Larry McMurtry is best known for his award-winning novels and screenplays, but he also wrote several memoirs. Roads tells of a series of trips he made by car in 1999. By way of explanation he says: “I wanted to drive the American roads at the century’s end, to look at the country again, from border to border and beach to beach.” And: “Other than curiosity, there’s no particular reason for these travels – just the old desire to be on the move.” He writes that his “aim in recording these journeys is simple: to describe the roads as I find them and supplement current impressions with memories of earlier travels along some of the same routes.” And: “My method, to the extent that I have one, is modeled on rereading; I want to reread some of these roads as I might a book.”
McMurtry undertakes his journeys in an unusual way. When most people take a road trip by car, they use a vehicle that they own; McMurtry, however, flies to whatever point from which he wants to begin, rents a car, stays in high-quality hotels or motels en route, and either returns to his hometown or drives to whatever place he chooses to end his journey at and flies back from there. This is, of course, a method of travel that only the affluent would be able to afford, even accounting for the fact that airline flights, rental cars, gasoline, hotels, and so on were much cheaper back at the end of the 1900s.

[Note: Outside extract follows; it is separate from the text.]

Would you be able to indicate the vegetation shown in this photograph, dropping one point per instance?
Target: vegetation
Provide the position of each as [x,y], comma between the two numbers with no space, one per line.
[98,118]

In this way, McMurtry drives from Minnesota to Oklahoma, Florida to Louisiana, Maryland to Colorado, California to Texas, Washington D.C. to Texas, Washington State to Nebraska, and so on. Don’t think of this as a travelogue, though, in the conventional sense. He sometimes describes the landscapes he sees along the way, but that is not his main intention. Instead, he wants to “have a look at the literature that had come out of the states I passed through.” He was not only a writer, but also an antiquarian bookstore owner, and as he passes locales, he launches into stories of writers associated with those places or book-buying adventures he had there. It’s like taking a long drive with an exceptionally literate friend and listening to him reminisce along the way. But because of his bookselling background, he is aware of obscure local travel authors from all of these places, and he is able to draw upon this knowledge to provide fascinating glimpses into the literary scenes in various parts of the country.
Because McMurtry finds such genuine satisfaction and fulfillment in his journeys, he is able to pass on these emotions to his readers. Near the end he sums up his feelings thusly: “Being alone in a car is to be protected for a time from the pressures of day-to-day life; it’s like being in one’s own time machine, in which the mind can rove ahead to the future or scan the past.” For the perennial nomad who enjoys roaming the country, the world, and the entire cosmos through literature, this book is an excellent vehicle for enjoying a vicarious journey with an extremely knowledgeable and erudite companion.